Tout au long du procès, l'accusé a maintenu "ne pas avoir voulu tuer", invoquant un "tir accidentel", qui aurait été provoqué par l'intervention d'un proche venu le ceinturer. Des explications qui ont peiné à convaincre alors que l'accusé, sur écoute au moment des faits, avait prévenu plusieurs proches qu'il allait "canarder" sa victime à son passage. Des éléments accablants balayés faiblement par son avocat, Me David-Olivier Kaminski : "qui n'a jamais eu des paroles qui dépassent la pensée?" "Younès a agi dans un coup de stress, il a lâché prise avec la réalité", a-t-il expliqué, dans une longue plaidoirie achevée dans les sanglots."Une belle construction intellectuelle", a moqué l'avocat général, qui n'envisage qu'un scenario : "Younès Bounouara a tiré volontairement pour donner la mort". Pire : sans l'arrivée d'un tiers, "il aurait sans doute tiré les six cartouches" de son 357 Magnum. Nuancée, l'accusation a cependant souligné le parcours personnel difficile de l'accusé, "parti avec plein de handicaps dans la vie", dont la perte du père dès l'âge de 5 ans et une scolarité compliquée par une dyslexie. Puis, à l'adolescence, la rencontre avec Serge Dassault, qui vient de remporter la mairie en 1995. "Ça a été à la fois la chance et le sort de sa vie", a résumé Me David-Olivier Kaminski.

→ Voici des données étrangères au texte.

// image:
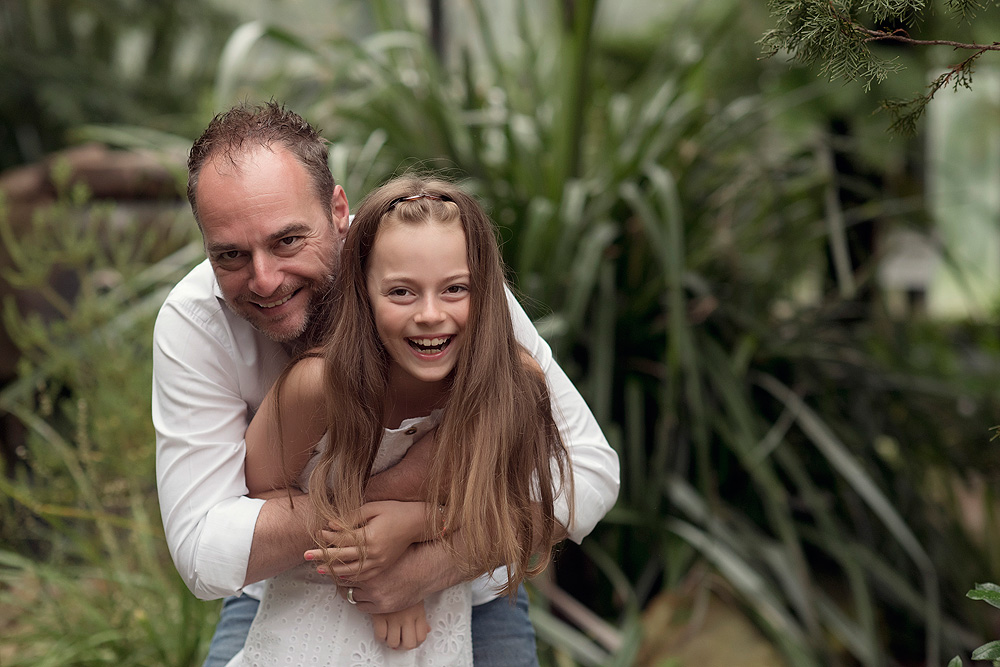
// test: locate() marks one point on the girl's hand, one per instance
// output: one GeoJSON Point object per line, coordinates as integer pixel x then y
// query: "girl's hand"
{"type": "Point", "coordinates": [406, 629]}
{"type": "Point", "coordinates": [389, 526]}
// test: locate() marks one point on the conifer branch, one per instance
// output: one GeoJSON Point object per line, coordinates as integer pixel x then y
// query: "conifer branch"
{"type": "Point", "coordinates": [826, 34]}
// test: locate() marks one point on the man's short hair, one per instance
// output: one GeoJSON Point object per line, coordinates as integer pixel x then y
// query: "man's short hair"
{"type": "Point", "coordinates": [235, 132]}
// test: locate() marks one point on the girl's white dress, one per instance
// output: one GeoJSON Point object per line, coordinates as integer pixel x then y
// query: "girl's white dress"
{"type": "Point", "coordinates": [303, 621]}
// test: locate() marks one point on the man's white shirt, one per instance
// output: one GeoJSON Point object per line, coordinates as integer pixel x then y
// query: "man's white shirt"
{"type": "Point", "coordinates": [212, 370]}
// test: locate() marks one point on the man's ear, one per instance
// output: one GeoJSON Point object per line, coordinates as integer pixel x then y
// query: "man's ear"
{"type": "Point", "coordinates": [340, 210]}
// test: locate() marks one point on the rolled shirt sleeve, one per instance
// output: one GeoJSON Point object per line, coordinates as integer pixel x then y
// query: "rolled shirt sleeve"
{"type": "Point", "coordinates": [208, 379]}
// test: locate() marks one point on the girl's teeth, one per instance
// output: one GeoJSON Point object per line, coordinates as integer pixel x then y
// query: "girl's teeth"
{"type": "Point", "coordinates": [429, 342]}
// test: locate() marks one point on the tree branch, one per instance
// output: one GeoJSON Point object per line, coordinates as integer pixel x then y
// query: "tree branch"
{"type": "Point", "coordinates": [901, 36]}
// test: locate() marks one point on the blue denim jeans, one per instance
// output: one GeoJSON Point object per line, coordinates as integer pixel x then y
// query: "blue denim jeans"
{"type": "Point", "coordinates": [231, 632]}
{"type": "Point", "coordinates": [502, 634]}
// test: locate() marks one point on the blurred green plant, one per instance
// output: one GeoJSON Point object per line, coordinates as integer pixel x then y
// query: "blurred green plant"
{"type": "Point", "coordinates": [65, 64]}
{"type": "Point", "coordinates": [85, 577]}
{"type": "Point", "coordinates": [989, 593]}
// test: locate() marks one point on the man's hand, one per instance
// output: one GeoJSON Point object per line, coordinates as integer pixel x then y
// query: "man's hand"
{"type": "Point", "coordinates": [389, 527]}
{"type": "Point", "coordinates": [424, 568]}
{"type": "Point", "coordinates": [404, 481]}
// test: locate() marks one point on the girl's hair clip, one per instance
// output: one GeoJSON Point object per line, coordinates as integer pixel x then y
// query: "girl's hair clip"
{"type": "Point", "coordinates": [422, 195]}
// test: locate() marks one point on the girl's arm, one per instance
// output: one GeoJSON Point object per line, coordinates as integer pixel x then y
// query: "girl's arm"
{"type": "Point", "coordinates": [289, 423]}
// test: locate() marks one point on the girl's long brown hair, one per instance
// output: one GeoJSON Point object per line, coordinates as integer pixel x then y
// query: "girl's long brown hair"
{"type": "Point", "coordinates": [499, 459]}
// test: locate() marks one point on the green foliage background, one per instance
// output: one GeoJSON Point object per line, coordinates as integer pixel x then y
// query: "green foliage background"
{"type": "Point", "coordinates": [691, 225]}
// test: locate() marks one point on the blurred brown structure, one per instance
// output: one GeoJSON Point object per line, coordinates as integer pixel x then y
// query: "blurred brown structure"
{"type": "Point", "coordinates": [142, 185]}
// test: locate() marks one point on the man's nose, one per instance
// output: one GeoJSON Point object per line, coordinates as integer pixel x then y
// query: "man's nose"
{"type": "Point", "coordinates": [266, 275]}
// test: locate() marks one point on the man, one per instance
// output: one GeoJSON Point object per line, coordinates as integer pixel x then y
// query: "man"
{"type": "Point", "coordinates": [272, 221]}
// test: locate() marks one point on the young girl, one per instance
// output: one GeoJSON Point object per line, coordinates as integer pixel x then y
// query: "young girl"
{"type": "Point", "coordinates": [420, 338]}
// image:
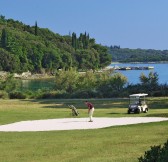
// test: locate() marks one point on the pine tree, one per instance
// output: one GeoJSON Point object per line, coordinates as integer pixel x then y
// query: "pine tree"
{"type": "Point", "coordinates": [36, 29]}
{"type": "Point", "coordinates": [4, 38]}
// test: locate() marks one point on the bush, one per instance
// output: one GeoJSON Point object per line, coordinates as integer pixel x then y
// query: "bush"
{"type": "Point", "coordinates": [156, 154]}
{"type": "Point", "coordinates": [17, 95]}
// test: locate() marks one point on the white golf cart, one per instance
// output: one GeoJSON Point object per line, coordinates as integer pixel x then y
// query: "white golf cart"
{"type": "Point", "coordinates": [137, 103]}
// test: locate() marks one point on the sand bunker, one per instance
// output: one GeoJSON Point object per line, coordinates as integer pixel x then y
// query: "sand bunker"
{"type": "Point", "coordinates": [75, 123]}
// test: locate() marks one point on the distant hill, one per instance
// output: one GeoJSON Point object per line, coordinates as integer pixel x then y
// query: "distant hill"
{"type": "Point", "coordinates": [31, 48]}
{"type": "Point", "coordinates": [137, 55]}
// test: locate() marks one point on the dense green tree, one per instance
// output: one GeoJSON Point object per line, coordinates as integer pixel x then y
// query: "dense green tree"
{"type": "Point", "coordinates": [4, 38]}
{"type": "Point", "coordinates": [36, 29]}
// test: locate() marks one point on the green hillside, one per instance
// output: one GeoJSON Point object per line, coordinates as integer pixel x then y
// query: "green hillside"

L'avionneur l'utilise comme relais dans le quartier des Tarterêts pour désamorcer les émeutes, très violentes à l'époque dans cette cité sensible. En échange, Bounouara crée plusieurs sociétés, dans le nettoyage et le bâtiment, qui raflent les marchés publics de la ville. "Il a été mon ascenseur social", a reconnu l'accusé. Devant la cour, Bounouara a expliqué son coup de sang par les menaces et harcèlements dont il était victime depuis plusieurs années. À la tête de cette "équipe", surnommée "Les Italiens" : Fatah Hou. L'avocate de l'intéressé, Me Marie Dosé, relève que "personne n'a porté plainte" contre son client. Puis ironise : "On dit qu'il fait peur, mais tout le monde est venu défiler pour dire tout le mal qu'il pense de lui (...) et réciter une leçon bien apprise".
Younès Bounouara encourt la réclusion criminelle à perpétuité. Le verdict est attendu ce mercredi après-midi.